L’élection présidentielle du 21 novembre, ainsi que le renouvellement partiel des chambres et des conseils régionaux, devaient sanctionner la crise du régime issu de la dictature de Pinochet. Elles devaient également pour beaucoup à gauche poursuivre le processus constituant en cours incarnant une véritable alternance. L’arrivée en tête de l’extrême droite réveille les inquiétudes largement au-delà des milieux militants. Comment en est-on arrivé là après la puissante révolte de 2019 ?

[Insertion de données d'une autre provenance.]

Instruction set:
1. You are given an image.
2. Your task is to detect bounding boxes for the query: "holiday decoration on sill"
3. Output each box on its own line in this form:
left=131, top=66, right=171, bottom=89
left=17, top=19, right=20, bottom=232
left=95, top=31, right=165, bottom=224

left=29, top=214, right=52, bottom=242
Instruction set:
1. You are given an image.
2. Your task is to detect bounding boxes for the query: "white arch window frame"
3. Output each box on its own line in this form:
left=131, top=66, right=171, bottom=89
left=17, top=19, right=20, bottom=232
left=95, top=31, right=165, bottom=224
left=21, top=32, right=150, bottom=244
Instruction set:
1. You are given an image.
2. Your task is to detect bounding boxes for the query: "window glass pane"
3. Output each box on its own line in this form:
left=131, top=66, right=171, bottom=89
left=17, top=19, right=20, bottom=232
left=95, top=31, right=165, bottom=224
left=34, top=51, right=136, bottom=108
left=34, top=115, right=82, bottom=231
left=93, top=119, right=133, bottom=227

Avec 53 % d’abstention, c’est donc moins de la moitié du corps électoral qui a mis en tête deux candidats qui brisent définitivement le système d’alternance entre, d’un côté, sociaux-démocrates et chrétiens-démocrates et, de l’autre la droite conservatrice.
Permanences du passé
José Antonio Kast (28 %), fils d’un officier du IIIe Reich et riche entrepreneur, incarne désormais une extrême droite fasciste, qui a laissé de côté son rôle de force d’appoint pour devenir l’axe central d’une coalition, s’assurant la moitié du Sénat et une majorité possible de travail ou de blocage à la chambre des députés. Gabriel Boric (26 %), issu de la contestation étudiante de 2011, incarne une nouvelle gauche, plus radicale dans les mots que l’ancienne – une tâche aisée – et censée incarner un débouché politique des mouvements sociaux. Cette polarisation politique reflète en partie la polarisation sociale, mais la nouvelle poussée de l’extrême droite sur le plan électoral était sensible depuis plusieurs mois.
En jouant la carte du parti de l’ordre, Kast a réussi, via les réseaux fascistes et chrétiens, à contenter les secteurs de la bourgeoisie et de secteurs intermédiaires paniqués par le risque d’un déclassement. Le Chili est le troisième pays au monde pour le nombre de cas graves de la pandémie, a vu exploser la misère et son cortège de violences, et on a même assisté à Iquique à des émeutes orchestrées par les fascistes contre les migrantEs. Boric avait de belles promesses électorales, mais une parole discréditée par ses revirements, et la tache indélébile d’avoir désavoué publiquement les milliers de révoltés emprisonnés suite à l’explosion sociale. La contestation sociale n’avait pas de candidat et c’est l’une des clés de la situation.
Présence du futur
Les secteurs moteurs de la révolte de 2019, à savoir la jeunesse en général et des milieux populaires en particulier, n’ont pas participé aux élections. La gauche le leur reproche. Il faut aller toutefois plus loin que cette gestion morale de la peur. Car tout n’était pas écrit à l’avance. Si l’extrême gauche trotskiste unie n’a pas pu créer la surprise, la candidature indépendante de Fabiola Campillay illustre un véritable potentiel. Cette ouvrière des quartiers pauvres de Santiago, élue sénatrice, a été rendue aveugle par un tir de lacrymogène ; avec courage, elle a par son langage simple, de classe, réussi à donner un visage aux exploitéEs et aux pauvres qui l’ont appuyée. Cette performance, au-delà des limites d’une telle candidature, montre un potentiel négligé. Lorsque la contestation trouve une expression, elle s’en empare.
Le second tour, le 19 décembre, laisse le temps à bien des combinaisons, des rebondissements. La presse patronale chilienne, mais aussi le Financial Times, sont conscients des risques. Une gauche sans majorité parlementaire et une extrême droite revancharde ne garantissent aucune stabilité pour les affaires. Et les conditions d’une nouvelle explosion sociale sont toujours présentes.